Modify Doors and Cabinets
One of the primary actions that you can take to ease access is getting rid of doorknobs. They pose a host of unnecessary complications for wheelchair users. And doors can be designed in other ways too. One of them is the traditional way barn doors used to open – sideways. Going left to right (or vice versa) might be way easier for a disabled person.
And if this option is not suitable as well, then you can turn to modern technology. Nowadays, it’s fairly easy to upgrade your door so that it can be remotely controlled. With the help of sensors and WiFi electronics, you can open and close doors at the push of a button.

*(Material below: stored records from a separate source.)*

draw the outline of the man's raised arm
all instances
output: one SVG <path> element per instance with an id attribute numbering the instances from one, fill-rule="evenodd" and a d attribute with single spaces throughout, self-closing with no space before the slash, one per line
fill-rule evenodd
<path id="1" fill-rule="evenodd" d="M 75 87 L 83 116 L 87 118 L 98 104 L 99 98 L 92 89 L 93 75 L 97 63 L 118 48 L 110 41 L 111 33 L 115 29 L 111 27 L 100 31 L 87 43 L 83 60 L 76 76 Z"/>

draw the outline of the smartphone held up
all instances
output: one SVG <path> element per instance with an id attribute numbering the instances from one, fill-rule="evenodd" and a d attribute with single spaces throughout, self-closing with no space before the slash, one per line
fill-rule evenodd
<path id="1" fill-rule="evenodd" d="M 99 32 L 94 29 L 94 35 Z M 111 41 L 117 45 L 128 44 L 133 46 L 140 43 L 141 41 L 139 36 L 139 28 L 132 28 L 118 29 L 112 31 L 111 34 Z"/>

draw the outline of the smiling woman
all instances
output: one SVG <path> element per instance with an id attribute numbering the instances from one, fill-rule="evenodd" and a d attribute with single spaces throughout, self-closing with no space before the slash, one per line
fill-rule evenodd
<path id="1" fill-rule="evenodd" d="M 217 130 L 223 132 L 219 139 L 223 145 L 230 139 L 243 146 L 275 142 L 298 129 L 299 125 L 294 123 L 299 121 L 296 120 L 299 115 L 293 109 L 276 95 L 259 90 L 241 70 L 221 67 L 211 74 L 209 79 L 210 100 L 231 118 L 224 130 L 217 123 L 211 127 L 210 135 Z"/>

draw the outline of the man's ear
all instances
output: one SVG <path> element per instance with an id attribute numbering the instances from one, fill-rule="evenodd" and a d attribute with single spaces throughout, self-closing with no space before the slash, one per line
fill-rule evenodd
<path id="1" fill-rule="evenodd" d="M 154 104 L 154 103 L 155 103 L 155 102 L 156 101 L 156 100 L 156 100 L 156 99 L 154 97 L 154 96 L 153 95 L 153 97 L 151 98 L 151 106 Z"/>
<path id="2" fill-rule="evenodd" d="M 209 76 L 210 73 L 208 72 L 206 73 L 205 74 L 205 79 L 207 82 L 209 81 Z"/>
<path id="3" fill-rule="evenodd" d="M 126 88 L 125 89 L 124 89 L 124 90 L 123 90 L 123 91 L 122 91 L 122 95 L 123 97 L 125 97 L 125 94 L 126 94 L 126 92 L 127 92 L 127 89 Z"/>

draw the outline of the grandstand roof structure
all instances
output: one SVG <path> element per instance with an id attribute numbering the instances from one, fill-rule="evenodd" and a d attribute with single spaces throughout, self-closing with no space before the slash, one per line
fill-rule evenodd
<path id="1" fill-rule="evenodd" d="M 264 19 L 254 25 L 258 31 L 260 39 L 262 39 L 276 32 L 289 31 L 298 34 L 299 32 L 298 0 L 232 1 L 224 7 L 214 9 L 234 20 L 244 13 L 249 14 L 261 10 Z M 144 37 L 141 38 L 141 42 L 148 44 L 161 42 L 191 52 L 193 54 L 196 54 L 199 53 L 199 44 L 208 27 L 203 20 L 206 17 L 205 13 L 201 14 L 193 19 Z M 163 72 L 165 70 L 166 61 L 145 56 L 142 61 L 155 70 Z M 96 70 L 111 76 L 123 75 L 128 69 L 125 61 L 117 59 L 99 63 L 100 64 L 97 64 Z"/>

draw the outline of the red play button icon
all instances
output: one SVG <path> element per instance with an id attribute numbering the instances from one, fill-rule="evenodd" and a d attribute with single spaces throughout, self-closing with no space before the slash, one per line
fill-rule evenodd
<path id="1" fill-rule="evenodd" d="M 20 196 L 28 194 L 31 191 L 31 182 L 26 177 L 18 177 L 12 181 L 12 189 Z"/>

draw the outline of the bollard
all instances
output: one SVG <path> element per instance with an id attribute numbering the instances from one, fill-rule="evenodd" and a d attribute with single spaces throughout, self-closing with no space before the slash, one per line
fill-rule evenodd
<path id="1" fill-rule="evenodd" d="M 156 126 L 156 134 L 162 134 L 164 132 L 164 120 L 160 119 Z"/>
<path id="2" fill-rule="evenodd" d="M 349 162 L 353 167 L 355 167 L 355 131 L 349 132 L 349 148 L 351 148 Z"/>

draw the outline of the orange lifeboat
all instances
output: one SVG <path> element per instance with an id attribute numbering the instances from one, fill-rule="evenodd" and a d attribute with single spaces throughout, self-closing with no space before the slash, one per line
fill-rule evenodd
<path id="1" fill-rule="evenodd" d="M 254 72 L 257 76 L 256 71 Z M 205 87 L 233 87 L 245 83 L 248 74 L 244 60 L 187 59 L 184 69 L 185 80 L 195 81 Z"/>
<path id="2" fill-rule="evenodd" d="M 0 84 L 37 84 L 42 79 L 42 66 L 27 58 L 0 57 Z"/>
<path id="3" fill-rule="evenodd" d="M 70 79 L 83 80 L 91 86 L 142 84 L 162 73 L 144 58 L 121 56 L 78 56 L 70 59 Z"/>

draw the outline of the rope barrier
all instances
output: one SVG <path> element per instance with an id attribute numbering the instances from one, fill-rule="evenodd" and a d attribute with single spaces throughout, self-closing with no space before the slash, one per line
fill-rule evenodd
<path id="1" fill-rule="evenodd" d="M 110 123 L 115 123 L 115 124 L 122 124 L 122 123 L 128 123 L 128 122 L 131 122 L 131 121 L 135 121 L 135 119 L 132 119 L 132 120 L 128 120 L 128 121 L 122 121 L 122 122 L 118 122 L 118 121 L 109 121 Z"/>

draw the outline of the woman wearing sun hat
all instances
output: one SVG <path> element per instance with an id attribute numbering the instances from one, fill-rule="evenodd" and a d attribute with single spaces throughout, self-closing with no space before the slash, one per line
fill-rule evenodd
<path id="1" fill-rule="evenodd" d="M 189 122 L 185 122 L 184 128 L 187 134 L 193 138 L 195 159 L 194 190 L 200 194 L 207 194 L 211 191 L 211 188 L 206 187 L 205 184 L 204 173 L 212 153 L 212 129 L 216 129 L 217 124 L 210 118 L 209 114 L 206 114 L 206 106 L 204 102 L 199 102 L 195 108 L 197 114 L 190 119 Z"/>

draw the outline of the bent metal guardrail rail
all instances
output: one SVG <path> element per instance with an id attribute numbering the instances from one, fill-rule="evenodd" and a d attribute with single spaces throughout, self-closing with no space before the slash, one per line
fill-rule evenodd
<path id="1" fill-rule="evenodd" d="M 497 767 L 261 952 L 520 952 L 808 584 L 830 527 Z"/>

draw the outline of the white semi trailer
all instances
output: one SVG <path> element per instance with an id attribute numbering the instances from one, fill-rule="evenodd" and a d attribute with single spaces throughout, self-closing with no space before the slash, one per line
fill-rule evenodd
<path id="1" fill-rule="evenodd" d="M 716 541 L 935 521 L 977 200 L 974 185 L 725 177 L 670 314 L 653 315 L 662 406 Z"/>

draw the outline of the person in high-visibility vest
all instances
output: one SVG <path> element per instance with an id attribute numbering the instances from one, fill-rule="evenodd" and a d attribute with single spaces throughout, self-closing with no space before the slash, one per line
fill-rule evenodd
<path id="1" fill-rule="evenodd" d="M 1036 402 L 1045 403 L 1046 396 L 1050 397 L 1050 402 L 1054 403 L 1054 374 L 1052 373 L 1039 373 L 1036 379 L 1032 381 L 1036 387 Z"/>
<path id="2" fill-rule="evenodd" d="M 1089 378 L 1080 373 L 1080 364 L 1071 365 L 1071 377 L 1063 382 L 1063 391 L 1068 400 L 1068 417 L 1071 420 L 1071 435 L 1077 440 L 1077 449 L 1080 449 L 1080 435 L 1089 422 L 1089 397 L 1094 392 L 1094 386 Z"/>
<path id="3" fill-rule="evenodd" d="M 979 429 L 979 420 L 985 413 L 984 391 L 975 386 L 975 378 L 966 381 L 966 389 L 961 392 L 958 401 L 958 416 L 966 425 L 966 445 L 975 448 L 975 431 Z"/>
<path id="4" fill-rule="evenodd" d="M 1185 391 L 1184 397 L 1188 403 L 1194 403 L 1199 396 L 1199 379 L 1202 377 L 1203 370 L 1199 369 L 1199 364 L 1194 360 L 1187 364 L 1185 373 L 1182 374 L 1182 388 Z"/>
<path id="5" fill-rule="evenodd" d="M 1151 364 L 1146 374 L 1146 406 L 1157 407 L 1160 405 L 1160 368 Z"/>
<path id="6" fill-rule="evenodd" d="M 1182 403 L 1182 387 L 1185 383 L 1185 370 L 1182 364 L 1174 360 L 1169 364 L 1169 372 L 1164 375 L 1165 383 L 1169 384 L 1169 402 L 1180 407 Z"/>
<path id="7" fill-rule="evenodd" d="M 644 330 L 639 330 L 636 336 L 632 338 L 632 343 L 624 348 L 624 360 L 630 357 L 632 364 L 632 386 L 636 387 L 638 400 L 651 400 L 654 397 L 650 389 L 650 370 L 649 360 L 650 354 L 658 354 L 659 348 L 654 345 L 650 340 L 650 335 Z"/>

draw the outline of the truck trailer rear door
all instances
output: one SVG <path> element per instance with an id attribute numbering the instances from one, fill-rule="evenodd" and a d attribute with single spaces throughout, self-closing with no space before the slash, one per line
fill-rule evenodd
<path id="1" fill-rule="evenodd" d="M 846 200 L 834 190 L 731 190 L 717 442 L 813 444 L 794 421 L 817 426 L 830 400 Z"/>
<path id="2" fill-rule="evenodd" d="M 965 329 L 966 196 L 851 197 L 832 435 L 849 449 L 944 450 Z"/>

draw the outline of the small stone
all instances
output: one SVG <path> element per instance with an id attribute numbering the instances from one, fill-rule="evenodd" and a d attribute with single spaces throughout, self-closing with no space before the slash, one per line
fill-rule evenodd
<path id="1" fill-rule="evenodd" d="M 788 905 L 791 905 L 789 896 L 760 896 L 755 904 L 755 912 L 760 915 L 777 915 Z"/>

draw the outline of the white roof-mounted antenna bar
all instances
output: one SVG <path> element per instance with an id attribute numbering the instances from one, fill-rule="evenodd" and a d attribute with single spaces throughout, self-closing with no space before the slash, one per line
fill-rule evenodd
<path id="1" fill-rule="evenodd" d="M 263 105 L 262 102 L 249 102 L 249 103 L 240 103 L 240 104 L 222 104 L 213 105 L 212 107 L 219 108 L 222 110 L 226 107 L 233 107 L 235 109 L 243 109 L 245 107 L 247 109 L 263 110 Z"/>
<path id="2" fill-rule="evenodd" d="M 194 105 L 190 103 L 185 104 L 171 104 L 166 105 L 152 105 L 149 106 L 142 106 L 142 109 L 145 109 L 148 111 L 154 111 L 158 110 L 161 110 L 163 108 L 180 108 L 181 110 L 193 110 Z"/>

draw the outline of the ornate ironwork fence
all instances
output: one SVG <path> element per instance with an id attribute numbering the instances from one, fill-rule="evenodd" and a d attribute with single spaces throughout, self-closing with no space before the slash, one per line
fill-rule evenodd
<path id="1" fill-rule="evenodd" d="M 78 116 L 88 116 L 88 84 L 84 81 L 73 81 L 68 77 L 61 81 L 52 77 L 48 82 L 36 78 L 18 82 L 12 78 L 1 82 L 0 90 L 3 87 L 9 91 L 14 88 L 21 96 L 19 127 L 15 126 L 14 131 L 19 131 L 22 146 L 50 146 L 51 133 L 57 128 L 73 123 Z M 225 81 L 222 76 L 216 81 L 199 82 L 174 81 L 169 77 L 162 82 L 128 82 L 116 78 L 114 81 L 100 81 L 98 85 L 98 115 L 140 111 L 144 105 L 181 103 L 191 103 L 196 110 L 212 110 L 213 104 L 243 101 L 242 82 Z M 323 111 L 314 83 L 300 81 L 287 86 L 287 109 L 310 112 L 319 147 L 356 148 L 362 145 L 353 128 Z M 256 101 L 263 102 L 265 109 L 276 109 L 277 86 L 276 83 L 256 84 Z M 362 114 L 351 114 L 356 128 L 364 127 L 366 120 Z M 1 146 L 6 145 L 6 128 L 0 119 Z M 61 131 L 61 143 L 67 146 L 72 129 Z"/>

Also make sure that the cabinets are easy to open and close, be they full of clothes, appliances or food and drinks. If any cabinets are too high up, make sure to relocate them at a level the person can reach. This serves to support the independence of wheelchair users. Yet again this is general advice and one you can properly translate in accordance with your needs.
Even Out Floors
Maybe someone else already told you – getting rid of carpets will greatly increase wheelchair mobility within the home. Moving around over an uneven surface with small but continuous obstacles can be burdensome. Opt for a floor that provides an undivided area for movement. There are a lot of alternatives to regular flooring (like linoleum). And you don’t have to make sure each room is covered in the exact same floor as the other. Just make sure the materials facilitate a smooth transition from rooms, hallways, entrances and into the living space.
Bridge the Gap Between Levels
If ramps don’t work for bridging the gap between different floors, then an elevator will certainly solve your problems. It is the most typical adjustment for a multi-story house, but also, the most expensive. To perform this adaptation, you will need to consult a professional and get a custom-made solution for your home’s design. Purpose-built small elevators and lifts will significantly increase the function in the home.
Take Your Time
As much as you need to immediately adjust your home to be wheelchair accessible, it’s impossible to do everything at once. Some simple changes, like buying a disabled access ramp are straightforward and can be applied right away. Others might require a short period of trial and error before you find out what is the best solution for your home. Include everyone that shares the same roof in the process. After all, you need everyone to be on the same page with the changes.